I'll tell you exactly what they're expecting: warm fuzzies. The experience is no longer about the community; it's focused entirely inward.

Lutheran theologian Marva Dawn describes this well when she discusses the "tourists" who help populate our churches on Christmas Eve and Easter Morning.

For them the liturgy is not the work of the people but rather a "commodity" that produces the "device" of good feelings. It's "ask not what you can do for this service, but what this service can do for you." They objectify the liturgy and evaluate it on it's success of connecting them with other times when they felt good at Christmas (i.e., when they were a child). And this really has much more to do with Santa Claus than it does with Jesus Christ.

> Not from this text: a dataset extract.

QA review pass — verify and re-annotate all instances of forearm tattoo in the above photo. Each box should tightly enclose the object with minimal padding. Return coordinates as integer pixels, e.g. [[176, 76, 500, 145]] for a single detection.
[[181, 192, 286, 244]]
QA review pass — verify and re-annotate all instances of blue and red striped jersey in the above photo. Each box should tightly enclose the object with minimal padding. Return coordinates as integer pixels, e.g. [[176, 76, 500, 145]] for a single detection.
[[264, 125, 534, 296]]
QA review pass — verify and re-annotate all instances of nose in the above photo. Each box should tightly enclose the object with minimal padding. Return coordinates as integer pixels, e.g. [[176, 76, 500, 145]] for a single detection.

I'm sorry to be a conservative about this, but I will remind you that I am not an Entertainer, and the tourists are, on some level, coming to be entertained.

And I may be a conservative, but I don't want to be a curmudgeon. I really believe deeply in the "Episcopal Church Welcomes You" stuff. I want people to come to our churches on Christmas, on Easter, and every other day that services are held in our churches.

And that's the problem with being conservative. Maybe I do not truly understand what compels someone to come to church on Christmas Eve, and not on the Fourth Sunday of Advent, the First Sunday after Christmas, or the Baptism of Our Lord Jesus Christ. Maybe there's some other failing of the church that is keeping people away from our doors, and the reality and primacy of Christmas draws them in. And if that's so, I'm very sorry. But let's not blame the music. And let's not try to fix the problem with music either.

You are most welcome in the parish where I serve and any other Episcopal Church I can think of. Our Lessons and Carols service on Christmas Eve is a largely choral service (sung by the Choir) with many hymns (seven to be precise) sung by all present. This popular service is modeled on a service from Truro, England, as handed down in the tradition from King's College, Cambridge. What I hope to bring to any parish where I serve is not imitation, but an appropriate iteration of this type of service informed by a working knowledge of the tradition as handed down to us (have you seen my spreadsheet?!).

the director "should be locked in a darkened room and never let out."

I'm not saying it's perfect, but what is?

And what about the note of complaint?

It said that the director "should be locked in a darkened room and never let out."

Oh wait, that wasn't the complaint that I received. That was the note received by Stephen Cleobury who directs a Lessons and Carols service heard annually by 30 million people.